FDA tightens tobacco sales to minors
Recently issued warning letters represent the first of many steps to curb tobacco sales to children
It’s about to get a little tougher for U.S. teens to buy tobacco products. The federal government issued warning letters to 55 national chains, specialty stores and online shops in September in the first of a series of actions aimed at preventing stores from selling tobacco to minors.
The warnings are designed to enforce regulations finalized in May that make it illegal to sell newly regulated tobacco products to minors, including electronic cigarettes, hookah tobacco and cigars. The popularity of these products has soared among adolescents. The number of minors who smoke e-cigarettes rose a full 900 percent between 2011 and 2015, according to a report from the Centers for Disease Control and Prevention and the Food and Drug Administration. The trend concerns public health officials because nicotine poses health risks to the developing brain.
“Checking for tobacco retailer compliance with current public health policies, and enforcing penalties to retailers who are non-compliant, is one component of effective and comprehensive tobacco prevention,” said Allison Myers, co-founder of countertobacco.org and executive director of Counter Tools.
So how do the new regulations prevent e-cigarettes and other tobacco products from reaching minors? The FDA regularly conducts compliance checks by sending minors into stores to attempt to buy tobacco from vendors. If a minor successfully buys tobacco, the FDA will issue a warning letter to the vendor. The FDA can issue fines that get larger with each repeated offense. After up to five letters, the FDA can issue a no-tobacco-sale order, which prevents the store from selling tobacco for a certain time period, or at all.
“Retailers play a vital role in keeping harmful and addictive tobacco products out of the hands of children and we urge them to take that responsibility seriously,” FDA spokesman Michael Felberbaum said in an email.
The FDA has conducted more than 660,000 such compliance checks since the Tobacco Control Act was passed in 2009. The law grants the FDA power to regulate distribution of tobacco. In May 2016, the FDA finalized a rule extending this control to e-cigarettes, hookah tobacco and cigars. The upshot has been nearly 50,000 warning letters and more than 8,200 fines for breaking the law.
Whereas the first fine is lower, repeat violations can make the penalty snowball up to roughly $10,000, a significant sum for most retailers, said Joseph Lee, a tobacco researcher at University of North Carolina School of Medicine.
“To me, those are meaningful and effective methods of enforcement,” Lee said. “The FDA has done a really good job getting this program up and started since 2010, making it across the country and building enforcement systems.”

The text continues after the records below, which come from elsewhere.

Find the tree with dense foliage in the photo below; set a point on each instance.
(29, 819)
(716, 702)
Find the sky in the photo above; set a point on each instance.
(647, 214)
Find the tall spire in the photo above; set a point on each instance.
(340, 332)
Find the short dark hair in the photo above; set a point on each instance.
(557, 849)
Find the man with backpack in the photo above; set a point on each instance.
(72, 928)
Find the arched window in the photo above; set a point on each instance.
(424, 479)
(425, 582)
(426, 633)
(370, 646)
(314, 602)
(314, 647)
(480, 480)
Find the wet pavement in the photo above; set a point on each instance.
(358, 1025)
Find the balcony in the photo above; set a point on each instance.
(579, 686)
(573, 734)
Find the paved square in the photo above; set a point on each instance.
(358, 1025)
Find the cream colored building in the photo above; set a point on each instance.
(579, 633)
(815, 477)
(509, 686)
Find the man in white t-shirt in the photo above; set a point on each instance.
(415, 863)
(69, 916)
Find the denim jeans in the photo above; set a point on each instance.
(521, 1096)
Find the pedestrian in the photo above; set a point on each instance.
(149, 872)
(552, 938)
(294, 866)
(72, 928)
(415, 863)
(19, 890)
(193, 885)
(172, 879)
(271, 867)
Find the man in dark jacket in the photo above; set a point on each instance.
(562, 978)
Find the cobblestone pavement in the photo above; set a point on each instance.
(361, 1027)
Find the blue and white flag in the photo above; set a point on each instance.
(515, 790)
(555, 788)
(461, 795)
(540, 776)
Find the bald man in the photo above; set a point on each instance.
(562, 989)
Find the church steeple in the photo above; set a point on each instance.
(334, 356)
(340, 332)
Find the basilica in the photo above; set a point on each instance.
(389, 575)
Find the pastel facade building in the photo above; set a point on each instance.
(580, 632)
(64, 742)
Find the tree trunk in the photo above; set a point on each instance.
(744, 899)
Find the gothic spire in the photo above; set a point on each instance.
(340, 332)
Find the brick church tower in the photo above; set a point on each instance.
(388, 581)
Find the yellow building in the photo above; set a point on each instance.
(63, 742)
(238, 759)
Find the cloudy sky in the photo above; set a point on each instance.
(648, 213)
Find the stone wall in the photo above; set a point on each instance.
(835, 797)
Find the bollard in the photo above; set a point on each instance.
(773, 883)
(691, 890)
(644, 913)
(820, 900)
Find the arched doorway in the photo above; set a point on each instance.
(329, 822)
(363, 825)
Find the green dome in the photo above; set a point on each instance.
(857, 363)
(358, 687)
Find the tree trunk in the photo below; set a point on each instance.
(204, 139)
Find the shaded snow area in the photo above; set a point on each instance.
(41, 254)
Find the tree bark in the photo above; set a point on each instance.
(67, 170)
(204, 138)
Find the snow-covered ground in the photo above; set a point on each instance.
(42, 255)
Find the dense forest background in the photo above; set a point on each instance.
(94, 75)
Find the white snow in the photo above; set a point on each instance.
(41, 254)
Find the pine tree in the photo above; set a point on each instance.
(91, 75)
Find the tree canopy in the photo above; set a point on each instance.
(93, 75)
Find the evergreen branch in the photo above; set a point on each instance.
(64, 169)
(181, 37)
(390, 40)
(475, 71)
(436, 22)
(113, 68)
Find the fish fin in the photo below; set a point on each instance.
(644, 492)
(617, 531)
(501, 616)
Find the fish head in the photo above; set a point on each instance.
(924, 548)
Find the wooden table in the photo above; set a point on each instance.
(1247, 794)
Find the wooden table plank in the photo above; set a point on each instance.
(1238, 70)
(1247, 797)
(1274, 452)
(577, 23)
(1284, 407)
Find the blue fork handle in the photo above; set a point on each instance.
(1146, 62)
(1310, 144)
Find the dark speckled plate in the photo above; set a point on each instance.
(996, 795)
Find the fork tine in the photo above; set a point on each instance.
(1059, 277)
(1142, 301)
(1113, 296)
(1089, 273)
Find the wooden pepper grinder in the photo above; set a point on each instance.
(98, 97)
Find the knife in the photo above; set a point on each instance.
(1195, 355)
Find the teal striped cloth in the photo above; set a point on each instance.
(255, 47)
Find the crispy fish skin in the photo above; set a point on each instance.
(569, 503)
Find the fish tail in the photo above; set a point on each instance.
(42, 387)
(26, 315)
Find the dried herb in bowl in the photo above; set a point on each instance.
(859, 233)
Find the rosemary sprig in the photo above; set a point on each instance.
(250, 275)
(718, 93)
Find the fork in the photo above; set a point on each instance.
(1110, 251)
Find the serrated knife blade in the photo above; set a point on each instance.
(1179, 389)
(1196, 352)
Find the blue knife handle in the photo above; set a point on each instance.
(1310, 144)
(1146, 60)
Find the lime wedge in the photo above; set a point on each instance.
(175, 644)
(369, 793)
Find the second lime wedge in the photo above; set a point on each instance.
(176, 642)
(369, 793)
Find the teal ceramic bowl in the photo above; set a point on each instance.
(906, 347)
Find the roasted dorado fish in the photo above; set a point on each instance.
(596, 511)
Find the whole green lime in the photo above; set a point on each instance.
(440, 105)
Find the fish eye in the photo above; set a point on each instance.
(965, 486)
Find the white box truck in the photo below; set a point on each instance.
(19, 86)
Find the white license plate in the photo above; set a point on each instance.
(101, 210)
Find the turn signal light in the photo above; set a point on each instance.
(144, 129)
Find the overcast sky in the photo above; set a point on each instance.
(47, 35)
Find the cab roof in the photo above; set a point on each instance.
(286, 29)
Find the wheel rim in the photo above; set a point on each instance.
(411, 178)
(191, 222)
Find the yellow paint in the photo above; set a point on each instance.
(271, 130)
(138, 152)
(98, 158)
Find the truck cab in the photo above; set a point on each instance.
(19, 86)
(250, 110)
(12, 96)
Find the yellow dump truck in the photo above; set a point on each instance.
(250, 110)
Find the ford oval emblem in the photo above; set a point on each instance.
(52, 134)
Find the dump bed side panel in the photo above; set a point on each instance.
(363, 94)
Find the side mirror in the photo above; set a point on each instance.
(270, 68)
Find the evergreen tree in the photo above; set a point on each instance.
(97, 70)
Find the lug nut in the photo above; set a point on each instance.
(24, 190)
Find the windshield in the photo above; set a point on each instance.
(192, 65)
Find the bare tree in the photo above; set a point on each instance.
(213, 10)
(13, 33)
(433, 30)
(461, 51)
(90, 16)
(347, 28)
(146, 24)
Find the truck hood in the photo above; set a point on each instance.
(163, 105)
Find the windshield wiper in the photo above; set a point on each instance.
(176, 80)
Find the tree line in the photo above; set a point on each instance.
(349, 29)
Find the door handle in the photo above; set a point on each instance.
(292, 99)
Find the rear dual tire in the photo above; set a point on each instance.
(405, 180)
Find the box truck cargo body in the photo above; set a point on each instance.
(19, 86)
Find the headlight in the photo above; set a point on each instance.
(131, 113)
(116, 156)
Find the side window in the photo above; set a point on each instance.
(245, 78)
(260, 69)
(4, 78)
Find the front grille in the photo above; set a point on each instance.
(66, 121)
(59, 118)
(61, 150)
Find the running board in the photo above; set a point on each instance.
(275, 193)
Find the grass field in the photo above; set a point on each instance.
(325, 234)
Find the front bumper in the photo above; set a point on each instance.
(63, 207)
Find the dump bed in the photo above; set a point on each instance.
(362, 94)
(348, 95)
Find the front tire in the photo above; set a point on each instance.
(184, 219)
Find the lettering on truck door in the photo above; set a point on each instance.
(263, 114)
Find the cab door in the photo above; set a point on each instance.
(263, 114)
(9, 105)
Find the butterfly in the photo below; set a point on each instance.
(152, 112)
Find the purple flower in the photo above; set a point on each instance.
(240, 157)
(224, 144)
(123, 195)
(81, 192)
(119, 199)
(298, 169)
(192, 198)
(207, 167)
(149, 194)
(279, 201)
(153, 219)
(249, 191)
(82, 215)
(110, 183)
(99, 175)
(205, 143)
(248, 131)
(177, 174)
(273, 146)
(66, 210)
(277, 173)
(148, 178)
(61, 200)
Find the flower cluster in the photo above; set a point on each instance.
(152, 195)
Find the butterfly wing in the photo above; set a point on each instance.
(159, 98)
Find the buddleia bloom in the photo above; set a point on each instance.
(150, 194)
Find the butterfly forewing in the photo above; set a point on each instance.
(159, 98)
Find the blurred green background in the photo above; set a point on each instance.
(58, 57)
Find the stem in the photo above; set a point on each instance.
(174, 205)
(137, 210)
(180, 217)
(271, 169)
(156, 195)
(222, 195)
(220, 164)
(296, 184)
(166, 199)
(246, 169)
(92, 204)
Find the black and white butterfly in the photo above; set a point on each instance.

The updated FDA regulations now apply to online vendors too, said Rebecca Williams, an expert in online tobacco sales at the University of North Carolina Lineberger Comprehensive Cancer Center. But for now, most vendors are not taking measures to comply. “In online tobacco sales, years of research has shown that the overwhelming majority of vendors rely on age verification methods that cannot possibly prevent sales to minors,” Williams said.
Online sales to minors could be better prevented if retailers were required to verify customers’ information through public databases (eliminating the problem of kids using their parents’ identification), or ask a challenge question to confirm the customer’s identity, according to Williams. “With active and strict enforcement of FDA’s new regulations, and careful attention to how vendors may adapt to avoid complying with the regulations, online tobacco sales to minors will be greatly diminished, if not eliminated,” she said.
There are other areas where the FDA could improve their compliance checks as well, Lee said. Minors sent in to attempt to purchase tobacco are dressed more formally than typical children, he said, and they are instructed to ask the vendor a prepared phrase, like “May I buy a pack of Marlborough’s please?” These behaviors can signal that the store is being inspected and hinder the enforcement program’s success.
Although marketing does not fall under the regulations being discussed, it’s another avenue that needs attention, Lee believes, since advertising plays a significant role in influencing whether children and adolescents purchase e-cigarettes. The tobacco industry spends, on average, about $1 million an hour on advertising and marketing at the point of sale. Tobacco products can be marketed in flavors that appeal to young people, such as cotton candy, gummy bear and bubble gum, Lee said. They can also be placed strategically next to regular grocery items.
“How tobacco products are sold in stores is probably going to be increasingly important in how we limit the exposure of youth to tobacco products,” Lee said.